People shouldn't jump to conclusions based on false accusations." (August 11);
and "The field where the hay came from has had non of that bio/compost
applied-ever." (August 12)
Update
First, Keith is in error. The hay has not tested negative for
all contaminants. It probably hasn't been tested for much over 1% of the possible
contaminants. This is because in urban/industrial sewage sludge, there are
far too many varibles to test for. As we published August 17, 2014, "the U.S.
National Research Council released a study (2011) that concluded that the health risks
contained in sewer sludge are so numerous that most are simply unassessed and unknown."
Second, Keith states that the field that the possible tainted hay
came from, in Newberry Springs, never had any bio/compost (toxic sewage sludge) applied to it.
This is an acknowledgement that Keith knows what specific field the hay was grown upon and
intimate knowledge about the history of that field. This leads to a logical
conclusion that the suspect horse feed was grown on an Archibek controlled field. With the
years of Eric Archibek's promotion of Nursery Products processed sewage sludge being used
as a safe and cheap fertilizer, it would seem strange that an Archibek field wouldn't contain the
sludge compost.
In taking Keith Archibek's statement as true, that the field did not have
any truckloads of the sewage sludge spread upon it, as the field may have been a leased
or a worked field, that still doesn't clear the suspected tainted feed as not having been
contaminated by Nursery Products' sewage sludge compost.

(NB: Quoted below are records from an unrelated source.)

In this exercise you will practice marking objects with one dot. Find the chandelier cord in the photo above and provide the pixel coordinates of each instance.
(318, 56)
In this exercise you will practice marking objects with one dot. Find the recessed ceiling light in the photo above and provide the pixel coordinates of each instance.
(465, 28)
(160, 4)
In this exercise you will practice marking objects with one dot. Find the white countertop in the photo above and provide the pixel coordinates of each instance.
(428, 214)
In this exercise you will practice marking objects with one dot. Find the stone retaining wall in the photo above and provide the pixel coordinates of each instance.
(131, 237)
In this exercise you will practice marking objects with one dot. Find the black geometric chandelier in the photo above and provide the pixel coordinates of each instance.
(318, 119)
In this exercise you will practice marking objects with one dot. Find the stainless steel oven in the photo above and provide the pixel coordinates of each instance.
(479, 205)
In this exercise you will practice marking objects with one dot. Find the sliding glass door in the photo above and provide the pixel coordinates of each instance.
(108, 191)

A recent government study done in the Mid-West found that a field
that had never had 'bio/compost' applied contained traces of dangerous pathogens that
had blown over from a nearby field.
This is a Power Point slide from a presentation given on
a research study on sewage sludge compost
and airborne pathogens. It is placed here because it summarizes
findings that people downwind of the study site were found to suffer from ailments
believed to have been caused by wind driven pathogens from fields where sludge compost
had been spread. Note the symptoms of respiratory, skin disorders, burning eyes,
nose bleeds, and fatigue. This sounds like all the symptoms that the ill horses
have.
Growing alfalfa can be easily subjected to a pathogenic infectious agent,
such as a microorganism attaching a bacterium, virus, prion, fungus or protozoan,
from winds blowing from a sewage sludge treated field some distance away.
So the mere
introduction of urban/industrial sewage sludge into a farming area can negatively impact
farmland other than that where the sludge compost is applied, especially
if the area has high winds. Once airborne, hazardous pathogens can travel
great distances.
The suspected tainted alfalfa was in Newberry Springs during a period
of some very high winds prior to its shipment.
It is important to note that the above does not prove a connection
between sewage sludge compost and sick horses. It only helps to establish a
series of dots that when connected logically concludes a possibility.